Crypto fraud: a hacker has recently stolen over 1 million dollars from the Levana protocol, highlighting the security challenges in the cryptocurrency field. Let’s see all the details below.
The challenge of security in crypto protocols: the Levana protocol fraud
As anticipated, in a thread on X, Levana reported that an attacker has stolen approximately 10% of her liquidity reserves, resulting in a loss of 1.14 million dollars.
The decentralized finance startup has suffered a security exploit, revealing that the attack started 14 days ago. Specifically, it was orchestrated by seven wallets controlled by a single malicious actor.
Levana has declared that the attacker initially drained about 4% of its liquidity providers, subsequently increasing it by an additional 5% “until the protocol was closed from opening new positions”.
The team has specified that the issues encountered stem from fundamental issues with Tendermint and Cosmo SDK. The Pyth oracle, although involved in the attack, does not have any known vulnerabilities.
A presumed attacker launched a congestion attack on the Osmosis chain, preventing Levana users from interacting with the markets for a foreseeable period.

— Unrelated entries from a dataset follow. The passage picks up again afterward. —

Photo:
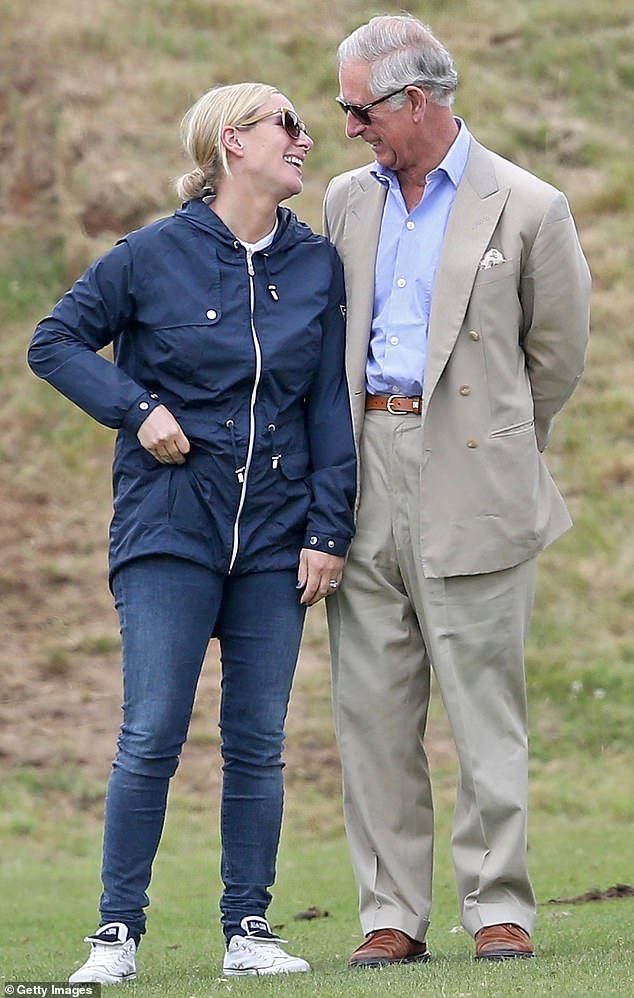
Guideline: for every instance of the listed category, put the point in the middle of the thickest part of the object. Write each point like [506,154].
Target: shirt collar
[453,165]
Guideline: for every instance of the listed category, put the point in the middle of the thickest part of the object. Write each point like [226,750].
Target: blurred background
[91,97]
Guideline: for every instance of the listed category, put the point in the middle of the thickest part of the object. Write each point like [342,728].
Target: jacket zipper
[243,473]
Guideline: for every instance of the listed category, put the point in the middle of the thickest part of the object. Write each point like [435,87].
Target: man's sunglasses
[360,111]
[291,122]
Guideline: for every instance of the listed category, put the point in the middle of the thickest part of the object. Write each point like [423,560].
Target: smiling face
[393,135]
[272,158]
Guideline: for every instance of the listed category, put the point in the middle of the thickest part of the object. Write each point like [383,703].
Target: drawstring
[271,288]
[240,470]
[275,458]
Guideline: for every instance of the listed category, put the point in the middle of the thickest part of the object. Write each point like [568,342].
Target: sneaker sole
[263,973]
[102,980]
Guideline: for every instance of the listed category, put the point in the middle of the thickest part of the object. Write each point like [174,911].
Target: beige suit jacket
[506,350]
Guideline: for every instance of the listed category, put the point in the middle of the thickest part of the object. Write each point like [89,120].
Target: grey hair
[401,50]
[201,133]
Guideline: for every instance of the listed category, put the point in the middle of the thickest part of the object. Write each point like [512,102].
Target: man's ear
[418,101]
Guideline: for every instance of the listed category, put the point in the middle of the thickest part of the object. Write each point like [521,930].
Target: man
[468,304]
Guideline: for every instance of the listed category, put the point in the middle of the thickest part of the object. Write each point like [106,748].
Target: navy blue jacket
[249,358]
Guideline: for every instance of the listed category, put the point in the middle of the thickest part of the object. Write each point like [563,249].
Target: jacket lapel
[366,199]
[475,213]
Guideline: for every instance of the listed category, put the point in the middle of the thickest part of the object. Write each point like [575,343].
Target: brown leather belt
[395,403]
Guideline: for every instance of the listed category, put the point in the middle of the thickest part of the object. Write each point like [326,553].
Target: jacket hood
[290,230]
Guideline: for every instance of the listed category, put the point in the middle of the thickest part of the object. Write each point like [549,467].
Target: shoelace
[252,945]
[99,953]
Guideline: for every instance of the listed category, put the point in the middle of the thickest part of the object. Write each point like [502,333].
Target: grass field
[90,100]
[47,905]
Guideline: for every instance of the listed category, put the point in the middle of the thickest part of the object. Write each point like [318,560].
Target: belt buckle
[388,404]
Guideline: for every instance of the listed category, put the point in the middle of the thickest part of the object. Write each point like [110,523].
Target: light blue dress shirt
[407,259]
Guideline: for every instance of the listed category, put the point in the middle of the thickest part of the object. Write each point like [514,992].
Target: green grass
[583,949]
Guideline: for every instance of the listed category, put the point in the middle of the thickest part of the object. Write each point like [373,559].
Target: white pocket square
[491,259]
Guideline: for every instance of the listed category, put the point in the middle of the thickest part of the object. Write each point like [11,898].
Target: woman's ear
[231,140]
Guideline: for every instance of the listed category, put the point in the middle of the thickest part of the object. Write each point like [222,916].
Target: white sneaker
[259,954]
[112,957]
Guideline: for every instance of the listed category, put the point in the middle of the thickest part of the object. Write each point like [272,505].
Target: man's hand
[316,571]
[162,437]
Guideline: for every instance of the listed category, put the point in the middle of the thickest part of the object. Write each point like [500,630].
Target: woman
[234,478]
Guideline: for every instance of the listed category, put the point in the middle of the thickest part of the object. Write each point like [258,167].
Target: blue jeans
[169,609]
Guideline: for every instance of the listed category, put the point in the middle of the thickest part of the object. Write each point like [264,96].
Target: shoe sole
[504,955]
[261,973]
[373,962]
[102,980]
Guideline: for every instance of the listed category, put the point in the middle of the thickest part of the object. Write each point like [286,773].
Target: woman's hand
[316,571]
[162,437]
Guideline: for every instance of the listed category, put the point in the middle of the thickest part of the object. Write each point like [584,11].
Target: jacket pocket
[513,429]
[155,504]
[294,466]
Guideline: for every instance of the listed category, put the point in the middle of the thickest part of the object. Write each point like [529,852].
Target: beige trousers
[388,626]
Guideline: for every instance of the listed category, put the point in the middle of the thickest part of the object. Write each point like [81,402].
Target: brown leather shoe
[503,942]
[386,946]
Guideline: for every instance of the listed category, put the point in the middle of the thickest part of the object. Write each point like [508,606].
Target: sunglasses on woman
[360,111]
[290,121]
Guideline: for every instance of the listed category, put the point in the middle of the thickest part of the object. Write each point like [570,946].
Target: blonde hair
[201,133]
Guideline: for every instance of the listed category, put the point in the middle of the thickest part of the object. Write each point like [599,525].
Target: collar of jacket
[290,230]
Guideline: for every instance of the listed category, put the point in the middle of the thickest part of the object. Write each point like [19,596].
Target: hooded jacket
[247,353]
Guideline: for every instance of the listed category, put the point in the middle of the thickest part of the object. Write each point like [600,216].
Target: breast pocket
[489,275]
[179,350]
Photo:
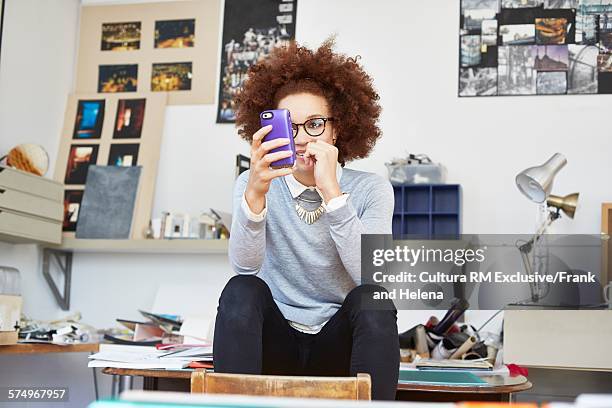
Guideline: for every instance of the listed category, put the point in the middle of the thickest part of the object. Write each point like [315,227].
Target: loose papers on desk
[141,357]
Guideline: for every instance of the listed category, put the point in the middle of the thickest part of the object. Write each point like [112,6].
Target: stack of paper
[189,354]
[141,357]
[136,357]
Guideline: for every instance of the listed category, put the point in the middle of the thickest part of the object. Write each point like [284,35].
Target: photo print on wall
[251,29]
[120,36]
[123,155]
[89,119]
[174,33]
[535,47]
[72,205]
[117,78]
[172,76]
[130,118]
[79,159]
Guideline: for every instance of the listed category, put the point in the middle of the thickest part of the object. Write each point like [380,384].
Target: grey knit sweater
[310,268]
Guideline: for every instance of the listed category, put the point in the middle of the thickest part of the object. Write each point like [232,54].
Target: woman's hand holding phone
[260,174]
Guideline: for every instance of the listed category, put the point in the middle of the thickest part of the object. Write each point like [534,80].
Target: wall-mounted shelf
[157,246]
[427,211]
[60,256]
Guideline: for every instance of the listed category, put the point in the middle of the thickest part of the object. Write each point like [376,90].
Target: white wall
[410,48]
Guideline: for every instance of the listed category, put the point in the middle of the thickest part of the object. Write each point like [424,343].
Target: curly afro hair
[340,79]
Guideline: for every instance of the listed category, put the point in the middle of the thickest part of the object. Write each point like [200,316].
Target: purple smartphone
[280,119]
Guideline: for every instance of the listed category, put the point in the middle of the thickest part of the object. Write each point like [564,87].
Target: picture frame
[163,47]
[140,147]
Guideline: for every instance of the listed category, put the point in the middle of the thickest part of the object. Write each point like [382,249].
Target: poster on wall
[251,29]
[162,47]
[535,47]
[118,130]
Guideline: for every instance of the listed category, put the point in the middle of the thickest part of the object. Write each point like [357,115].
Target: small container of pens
[415,169]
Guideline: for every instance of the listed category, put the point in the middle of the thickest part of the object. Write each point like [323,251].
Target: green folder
[459,378]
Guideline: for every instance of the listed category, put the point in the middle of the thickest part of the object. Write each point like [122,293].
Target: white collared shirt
[296,188]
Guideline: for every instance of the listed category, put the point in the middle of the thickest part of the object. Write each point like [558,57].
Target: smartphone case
[281,127]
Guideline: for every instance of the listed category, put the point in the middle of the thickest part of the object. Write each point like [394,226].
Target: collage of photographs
[535,47]
[85,147]
[126,36]
[250,31]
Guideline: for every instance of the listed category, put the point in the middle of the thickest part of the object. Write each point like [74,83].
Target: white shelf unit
[136,246]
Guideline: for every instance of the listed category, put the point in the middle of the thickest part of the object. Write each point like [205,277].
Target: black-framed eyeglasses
[313,127]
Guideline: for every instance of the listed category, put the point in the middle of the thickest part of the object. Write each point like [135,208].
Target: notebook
[431,377]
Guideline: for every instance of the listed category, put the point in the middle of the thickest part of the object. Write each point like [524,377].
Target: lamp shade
[566,204]
[536,182]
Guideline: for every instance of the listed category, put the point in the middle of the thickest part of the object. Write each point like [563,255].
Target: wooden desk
[500,387]
[41,348]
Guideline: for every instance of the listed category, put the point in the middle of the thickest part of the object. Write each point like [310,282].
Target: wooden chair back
[352,388]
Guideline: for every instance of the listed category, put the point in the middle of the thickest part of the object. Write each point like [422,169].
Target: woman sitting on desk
[294,308]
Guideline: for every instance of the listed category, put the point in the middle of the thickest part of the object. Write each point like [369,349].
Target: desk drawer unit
[17,201]
[31,208]
[28,183]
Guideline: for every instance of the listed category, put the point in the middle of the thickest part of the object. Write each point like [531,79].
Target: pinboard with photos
[110,130]
[535,47]
[164,47]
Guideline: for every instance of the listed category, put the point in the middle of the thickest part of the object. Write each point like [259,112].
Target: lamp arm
[526,248]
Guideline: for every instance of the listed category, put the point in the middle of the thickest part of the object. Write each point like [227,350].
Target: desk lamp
[536,183]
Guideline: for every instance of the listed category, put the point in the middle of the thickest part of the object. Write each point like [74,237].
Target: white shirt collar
[296,188]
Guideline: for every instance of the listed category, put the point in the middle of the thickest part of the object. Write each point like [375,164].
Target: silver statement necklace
[308,216]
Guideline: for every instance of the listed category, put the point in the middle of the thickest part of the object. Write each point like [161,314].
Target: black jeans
[253,337]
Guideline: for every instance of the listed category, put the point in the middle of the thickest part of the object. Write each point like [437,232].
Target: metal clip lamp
[536,183]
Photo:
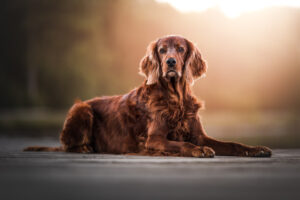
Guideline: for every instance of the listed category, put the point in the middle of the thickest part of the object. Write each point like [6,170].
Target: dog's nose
[171,62]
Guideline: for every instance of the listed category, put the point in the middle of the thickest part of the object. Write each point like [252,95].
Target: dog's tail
[47,149]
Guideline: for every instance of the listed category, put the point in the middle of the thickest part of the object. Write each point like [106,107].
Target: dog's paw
[259,151]
[203,152]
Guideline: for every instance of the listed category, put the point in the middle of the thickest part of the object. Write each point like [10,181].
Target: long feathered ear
[149,65]
[196,67]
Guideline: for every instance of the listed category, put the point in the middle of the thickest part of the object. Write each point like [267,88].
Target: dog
[158,118]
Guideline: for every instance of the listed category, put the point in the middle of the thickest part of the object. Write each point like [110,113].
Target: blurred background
[54,51]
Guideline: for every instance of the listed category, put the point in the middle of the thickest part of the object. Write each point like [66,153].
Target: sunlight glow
[231,8]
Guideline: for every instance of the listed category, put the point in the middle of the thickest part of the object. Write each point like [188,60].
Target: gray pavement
[31,175]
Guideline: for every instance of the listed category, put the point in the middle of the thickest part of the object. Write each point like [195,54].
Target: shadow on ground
[28,175]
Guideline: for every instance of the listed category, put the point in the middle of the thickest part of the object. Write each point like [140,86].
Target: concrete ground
[30,175]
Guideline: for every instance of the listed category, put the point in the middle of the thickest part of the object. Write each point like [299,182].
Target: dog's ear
[149,65]
[195,66]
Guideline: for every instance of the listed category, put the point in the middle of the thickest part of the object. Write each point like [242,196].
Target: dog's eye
[180,49]
[162,51]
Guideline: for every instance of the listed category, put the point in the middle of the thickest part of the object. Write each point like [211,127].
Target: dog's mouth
[172,74]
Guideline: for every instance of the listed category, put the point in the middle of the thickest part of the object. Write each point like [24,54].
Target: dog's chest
[178,116]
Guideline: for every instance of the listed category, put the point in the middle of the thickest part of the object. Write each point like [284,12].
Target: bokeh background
[54,51]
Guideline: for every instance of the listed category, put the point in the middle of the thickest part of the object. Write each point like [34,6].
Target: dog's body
[158,118]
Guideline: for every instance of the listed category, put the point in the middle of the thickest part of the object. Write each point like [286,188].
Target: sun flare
[231,8]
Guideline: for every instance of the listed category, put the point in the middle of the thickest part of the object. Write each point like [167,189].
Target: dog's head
[172,58]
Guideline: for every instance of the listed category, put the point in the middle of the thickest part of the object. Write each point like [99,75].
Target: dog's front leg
[157,141]
[226,148]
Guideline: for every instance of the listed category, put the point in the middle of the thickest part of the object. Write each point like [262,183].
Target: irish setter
[158,118]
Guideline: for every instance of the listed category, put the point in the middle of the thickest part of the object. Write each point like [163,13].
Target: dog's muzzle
[172,73]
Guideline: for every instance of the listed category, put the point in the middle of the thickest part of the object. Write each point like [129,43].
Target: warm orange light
[231,8]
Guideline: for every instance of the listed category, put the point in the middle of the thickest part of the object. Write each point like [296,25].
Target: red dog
[158,118]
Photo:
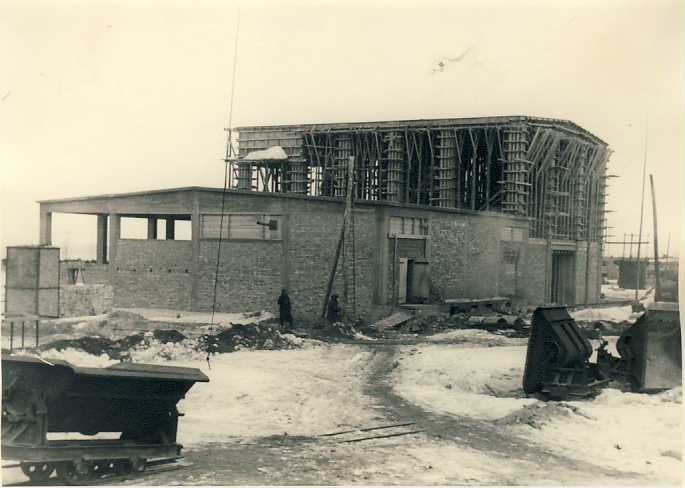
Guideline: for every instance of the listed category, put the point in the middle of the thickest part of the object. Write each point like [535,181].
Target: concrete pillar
[170,228]
[114,235]
[195,236]
[152,227]
[45,229]
[101,256]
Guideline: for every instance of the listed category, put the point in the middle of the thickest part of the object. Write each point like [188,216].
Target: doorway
[563,281]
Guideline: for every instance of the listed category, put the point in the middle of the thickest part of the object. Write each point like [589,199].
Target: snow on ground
[624,431]
[460,380]
[78,358]
[611,291]
[475,337]
[307,391]
[262,393]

The protocol stated that the incident was caused by an “oracle attack”. However, it is now resolved, ensuring that the positions and profits of the traders are safe, and the closing of positions is proceeding as usual.
We remind you that, founded in 2021, the Levana protocol is a decentralized perpetual trading system that enables leveraged positions for cryptocurrencies.
Even Catalyx exchange suffers a security breach: investigation underway
Recently, even the Canadian crypto exchange Catalyx had to suspend all trading, deposits, and withdrawals following a recent security breach.
The incident has compromised an undisclosed amount of customer funds, leading CatalX CTX Ltd., the organization behind the exchange, to initiate an internal investigation.
The objective is to determine the extent of the violation and identify possible responsible parties, including the potential involvement of an employee.
The investigation, which is currently ongoing, is examining various aspects, including the possibility of internal involvement in the incident.
The Canadian regulatory authorities have intervened. The Alberta Securities Commission has issued a 15-day freeze order on Catalyx, limiting the trading of cryptographic contracts.
The freezing order is in effect until January 5th, and Catalyx CEO, Jae Ho Lee, has stated that he will comply with the regulatory directive in response to the security breach. security.
Brief focus on the blockchain security report in 2023
During the year, Mixin Network, Euler Finance, Multichain and several other protocols have suffered asset losses of hundreds of millions of dollars, according to the December 2023 report from the blockchain security platform Immunefi.
The report indicates that a total of 3 billion dollars were lost during the year due to hacker attacks and web scams. 17% of these losses are attributed to the Lazarus Group, an organization with ties to North Korea.
The main hacker attack of the year, in terms of losses, was the one on the peer-to-peer trading platform Mixin Network, which caused losses exceeding 200 million dollars for cryptocurrency investors.
The second place was taken by the 197 million dollar exploit on the Euler Finance lending platform, followed by the 126 million dollar hacking of the cross-chain bridge protocol Multichain.
Despite a 52% reduction compared to the previous year, the overall losses of 1.8 billion dollars still highlight a significant impact.
The vast majority of losses come from hacker attacks rather than fraud, with only 103 million dollars attributed to clearly identifiable fraud schemes, such as rug pulls.
Over 1.6 billion dollars have been lost due to attacks and exploits, with the majority of losses (1.3 billion dollars) coming from protocols that claimed to be decentralized.
The report also indicates that only 409 million dollars have been lost from centralized finance (CeFi) cryptographic protocols.